Path Exploration Strategy

• Evaluation combines intra-procedural and inter-procedural graph analysis methodologies.
• An updated dataset yielded 102% more relevant CVEs and 81% more related functions when comparing Libtiff and Freetype apps with previous studies.
• Overall, the dataset contains 80% more CVEs per application and 29% more CVEs in total.
• Gathering CVE-related data from diverse open sources, including GitHub and NVD, proves resource-intensive and time-consuming.
• Manual filtering of irrelevant changes from patch commits enhances precision in vulnerability databases.
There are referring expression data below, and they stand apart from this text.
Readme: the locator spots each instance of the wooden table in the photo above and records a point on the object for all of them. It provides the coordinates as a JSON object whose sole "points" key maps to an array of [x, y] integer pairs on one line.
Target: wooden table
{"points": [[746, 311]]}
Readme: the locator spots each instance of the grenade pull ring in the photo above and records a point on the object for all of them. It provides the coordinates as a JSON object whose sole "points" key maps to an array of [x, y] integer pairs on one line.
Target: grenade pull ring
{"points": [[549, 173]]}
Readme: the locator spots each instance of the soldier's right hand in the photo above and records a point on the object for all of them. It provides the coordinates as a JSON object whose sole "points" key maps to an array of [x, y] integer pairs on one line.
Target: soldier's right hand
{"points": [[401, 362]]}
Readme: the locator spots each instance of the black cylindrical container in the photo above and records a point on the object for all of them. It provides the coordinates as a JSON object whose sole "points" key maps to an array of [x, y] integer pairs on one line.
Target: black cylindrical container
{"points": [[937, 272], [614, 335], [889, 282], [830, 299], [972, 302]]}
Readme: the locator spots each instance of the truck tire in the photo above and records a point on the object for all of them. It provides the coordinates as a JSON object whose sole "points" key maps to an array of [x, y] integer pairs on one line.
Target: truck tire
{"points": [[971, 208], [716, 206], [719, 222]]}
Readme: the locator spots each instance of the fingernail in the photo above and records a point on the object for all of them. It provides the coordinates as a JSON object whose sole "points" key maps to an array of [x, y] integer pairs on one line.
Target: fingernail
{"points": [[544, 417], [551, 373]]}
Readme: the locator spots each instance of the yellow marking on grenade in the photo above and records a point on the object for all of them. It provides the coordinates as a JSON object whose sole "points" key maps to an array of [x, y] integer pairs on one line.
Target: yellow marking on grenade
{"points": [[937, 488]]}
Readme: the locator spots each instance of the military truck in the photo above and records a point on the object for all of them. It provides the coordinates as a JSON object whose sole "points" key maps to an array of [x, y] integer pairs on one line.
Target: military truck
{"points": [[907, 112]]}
Real-World Applications and Challenges

• The DARPA CHESS challenge used real-world apps with intentional vulnerabilities for assessment via reference patches.
• Each application assessed includes known CVEs without using CVE data in query templates or ranking model training.
• Evaluation relies on marked ground truth data linking known CVEs to patched source lines.

RANSAQ User Interface

• RANSAQ presents findings through an interactive web interface, ranking POIs based on their VS.
• Each POI includes CWE classification, vulnerability description, source file name, and a unique identification number.
• Detailed views for each POI display function names, line numbers, code snippets, and complexity scores influenced by various metrics.
• Example vulnerabilities identified include a stack-based buffer overflow (CVE-2008-0671) in TinTin++ with a CVSS score of 10.0 and a heap-based buffer overflow (CVE-2021-3156) in Sudo with a score of 7.8.
• Both vulnerabilities exist within large codebases, showcasing the effectiveness of RANSAQ in highlighting POIs for code reviews.

Description

This quiz explores the concept of Code Property Graphs (CPGs) and their relational edges, highlighting how they represent code entities across different semantic domains. Understand the implications of path explosion in linking CPGs and the challenges associated with binary entities. Test your knowledge on the intricacies of CPGs and their applications in code analysis.